11. The method according to any of claims 7 to 9, wherein the predetermined scheduling index prediction model comprises: the device comprises an input layer, at least two convolution layers, at least two pooling layers, a dimension reduction layer, a full connection layer and an output layer;

the output of the input layer is connected with the input of the at least two convolution layers, the at least two convolution layers and the at least two pooling layers are sequentially and alternately connected, the input of the dimensionality reduction layer is connected with the output of the at least two pooling layers, the input of the full-connection layer is connected with the output of the dimensionality reduction layer, and the input of the output layer is connected with the output of the full-connection layer;

the video frames to be classified enter the at least two convolutional layers through the input layer, the at least two pooling layers are used for receiving the feature maps output by the at least two convolutional layers, the dimensionality reduction layer is used for receiving the pooled feature map output by the last pooling layer of the at least two pooling layers, the full connection layer is used for receiving dimensionality reduction data output by the dimensionality reduction layer, and the output layer is used for receiving the processing data output by the full connection layer and outputting the model scheduling index corresponding to each classification model.

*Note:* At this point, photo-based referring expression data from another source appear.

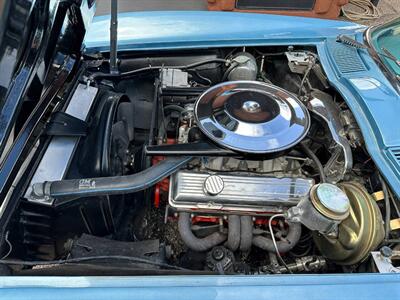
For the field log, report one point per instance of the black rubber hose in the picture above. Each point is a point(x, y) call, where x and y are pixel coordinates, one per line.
point(283, 246)
point(101, 75)
point(193, 242)
point(233, 241)
point(246, 233)
point(316, 160)
point(100, 186)
point(387, 207)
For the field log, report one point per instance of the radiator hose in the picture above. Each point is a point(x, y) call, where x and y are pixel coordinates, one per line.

12. The method of claim 11, wherein the at least two convolutional layers comprise: the device comprises a first convolution layer and a second convolution layer, wherein the number of channels of the first convolution layer is different from that of the second convolution layer; the at least two pooling layers include: a first pooling layer, a second pooling layer;

13. The method of claim 12, wherein the convolution kernel of the first convolution layer has a size of 3 x 3 and a number of channels of 8; the second convolution layer has a size of 3 × 3 and a number of channels of 16.

14. A label producing apparatus, comprising:

a memory to store executable tag generation instructions;

a processor for implementing the tag generation method of any one of claims 1 to 13 when executing executable tag generation instructions stored in the memory.

15. A computer-readable storage medium having stored thereon executable tag generation instructions for, when executed by a processor, implementing the tag generation method of any one of claims 1 to 13.